Security experts believe Osama Bin Laden's al-Qaeda network has inspired an unknown number of "self-starter" cells, many of them in Europe, each of which has a host of potential targets for attack.
Recent threats include an announcement by German authorities of what they called evidence of the gravest threat so far: self-made suitcase bombs on passenger trains.
Bombings in London put a strain on the UK's Muslim community
Danish police said they had seized chemicals that could be used to make bombs during the arrest of a group of young Muslim men suspected of planning a terrorist act.
And British security services exposed an alleged plot to blow up transatlantic passenger planes flying out of London's Heathrow Airport, with a loss of life which officials said could have been greater than in the attacks on New York's World Trade Center.
The UK's top anti-terrorism officer says the number of those suspected of actively supporting terrorism is "in the thousands".
In Europe, no country now thinks of itself as immune.
In an interview to mark this anniversary, France's leading anti-terrorism judge, Jean-Louis Bruguiere, said France was "indisputably" among the possible targets and the threat was still at a high level.
The most recent evidence of the spread of what commentators have called a "cult of death" among alienated young Muslims in parts of Europe has sharpened the debate.
A wide gulf still divides mainstream opinion among the non-Muslim majority in Europe and most of Europe's 15 million or more Muslims
European governments, acting by themselves or together through the European Union, are taking steps to ensure that mosques are not used as places to foster political violence or to recruit people to extremist causes.
The search is on for a "European Islam", untainted by political fundamentalism.
The British media, like others around Europe, recently printed many articles harshly condemning the ideology now being spread in the name of Islam.

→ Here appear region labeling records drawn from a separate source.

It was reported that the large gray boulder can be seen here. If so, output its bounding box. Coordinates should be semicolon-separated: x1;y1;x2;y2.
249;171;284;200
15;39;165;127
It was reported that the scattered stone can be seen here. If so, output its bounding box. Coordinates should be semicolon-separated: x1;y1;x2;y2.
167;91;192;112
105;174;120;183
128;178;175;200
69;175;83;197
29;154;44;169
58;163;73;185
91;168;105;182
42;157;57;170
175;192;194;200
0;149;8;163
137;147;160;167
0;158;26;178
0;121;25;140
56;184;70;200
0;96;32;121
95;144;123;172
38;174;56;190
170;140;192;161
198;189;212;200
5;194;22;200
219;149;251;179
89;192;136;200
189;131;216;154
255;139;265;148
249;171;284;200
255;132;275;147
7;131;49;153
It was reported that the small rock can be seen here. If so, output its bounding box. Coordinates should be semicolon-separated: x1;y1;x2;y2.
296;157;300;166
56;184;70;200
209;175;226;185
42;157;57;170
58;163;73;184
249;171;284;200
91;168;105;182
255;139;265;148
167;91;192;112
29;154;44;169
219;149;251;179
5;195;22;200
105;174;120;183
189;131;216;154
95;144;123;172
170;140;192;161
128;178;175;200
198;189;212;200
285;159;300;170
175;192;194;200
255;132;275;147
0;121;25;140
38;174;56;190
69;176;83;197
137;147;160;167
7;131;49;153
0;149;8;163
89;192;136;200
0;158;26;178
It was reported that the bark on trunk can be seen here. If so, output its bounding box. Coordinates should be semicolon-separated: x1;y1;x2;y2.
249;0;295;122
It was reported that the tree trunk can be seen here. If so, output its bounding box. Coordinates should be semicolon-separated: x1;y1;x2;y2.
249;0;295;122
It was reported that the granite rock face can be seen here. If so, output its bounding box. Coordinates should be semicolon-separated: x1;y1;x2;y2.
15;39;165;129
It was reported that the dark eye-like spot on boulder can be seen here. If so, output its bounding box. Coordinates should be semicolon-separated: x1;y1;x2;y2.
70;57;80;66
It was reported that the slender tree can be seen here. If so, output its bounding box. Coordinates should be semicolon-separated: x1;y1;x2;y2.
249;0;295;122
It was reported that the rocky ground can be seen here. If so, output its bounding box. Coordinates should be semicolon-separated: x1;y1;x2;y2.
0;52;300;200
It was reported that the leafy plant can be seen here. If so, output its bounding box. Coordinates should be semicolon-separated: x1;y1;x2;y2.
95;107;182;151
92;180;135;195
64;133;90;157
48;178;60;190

David Selbourne, author of a book called The Losing Battle with Islam, wrote of Islam's "moral intransigence, its jihadist ethic and the refusal of most diaspora Muslims to 'share a common set of values' with non-Muslims".
And Dr Maha Azzam of Chatham House, a leading London-based think-tank, says al-Qaeda is facing a "very serious challenge to its legitimacy".
Because of its terrorist activities, Dr Azzam writes, al-Qaeda has also lost popularity in the Muslim world.
Yet a wide gulf still divides mainstream opinion among the non-Muslim majority in Europe and most of Europe's 15 million or more Muslims.
Muslims in Europe believe Islamophobia is on the rise.
The poll by the German Marshall Fund of the US found as many as 56% of all Europeans now see Islam as "not compatible with their democracy".
On that point, too, Europeans and Americans, for all their differences over foreign policy, now see things the same way.